AI agents use zeph_prompt to create or update resources in Zeph To — usually the action step of a workflow, after the agent has gathered context. Every call changes real data in your Zeph To environment.
zeph_prompt solicits and collects user responses, modifying the interaction state between agent and user. While it retrieves a user's choice (Read-like), the primary action is requesting and recording user input into an interactive workflow. The blocking behavior until response suggests state mutation.
From the tool's definition Tool description states it blocks execution 'until the user responds' and enables the AI agent to collect user input via predefined options. This represents interactive user engagement where the agent writes/commits a pending confirmation/choice state.
Attacks that exploit this kind of access
Ask the user to choose from predefined options via push notification. The tool blocks until the user responds or the timeout is reached. Requires ZEPH_HOOK_ID environment variable. It is categorised as a Write tool in the Zeph To MCP Server, which means it can create or modify data. Consider rate limits to prevent runaway writes.
Register the Zeph To MCP server in PolicyLayer and add a rule for zeph_prompt: allow, deny, rate-limit, or require approval. Point your MCP client at the PolicyLayer proxy URL and the rule is enforced on every call, before it reaches Zeph To. Nothing to install.
zeph_prompt is a Write tool with medium risk. Write tools should be rate-limited to prevent accidental bulk modifications.
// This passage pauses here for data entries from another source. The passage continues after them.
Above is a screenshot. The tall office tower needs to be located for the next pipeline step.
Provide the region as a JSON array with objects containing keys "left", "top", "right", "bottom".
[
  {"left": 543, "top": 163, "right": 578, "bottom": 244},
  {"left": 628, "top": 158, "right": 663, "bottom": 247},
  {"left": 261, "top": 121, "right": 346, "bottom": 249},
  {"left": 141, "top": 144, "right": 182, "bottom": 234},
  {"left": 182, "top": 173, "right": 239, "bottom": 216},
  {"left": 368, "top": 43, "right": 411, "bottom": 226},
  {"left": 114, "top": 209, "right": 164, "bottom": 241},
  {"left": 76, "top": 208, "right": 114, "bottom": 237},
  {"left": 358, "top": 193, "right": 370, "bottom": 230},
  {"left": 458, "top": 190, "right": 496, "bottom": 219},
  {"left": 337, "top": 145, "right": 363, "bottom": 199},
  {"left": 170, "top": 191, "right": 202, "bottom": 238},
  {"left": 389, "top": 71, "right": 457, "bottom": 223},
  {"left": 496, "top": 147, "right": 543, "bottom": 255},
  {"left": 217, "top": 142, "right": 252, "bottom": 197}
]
Yes. Add a rate_limit block to the zeph_prompt rule in your PolicyLayer policy. For example, setting max: 10 and window: 60 limits the tool to 10 calls per minute. Rate limits are tracked per agent session and reset automatically.
Set action: deny in the PolicyLayer policy for zeph_prompt. The AI agent will receive a policy violation error and cannot call the tool. You can also include a reason field to explain why the tool is blocked.
zeph_prompt is provided by the Zeph To MCP server (zeph-to/mcp-server). PolicyLayer sits as a proxy in front of this server to enforce policies before tool calls reach the server.
Every MCP server has a record like this.
Type a name, get the same breakdown: verified identity, auth posture, risk grade, capabilities, recommended policy.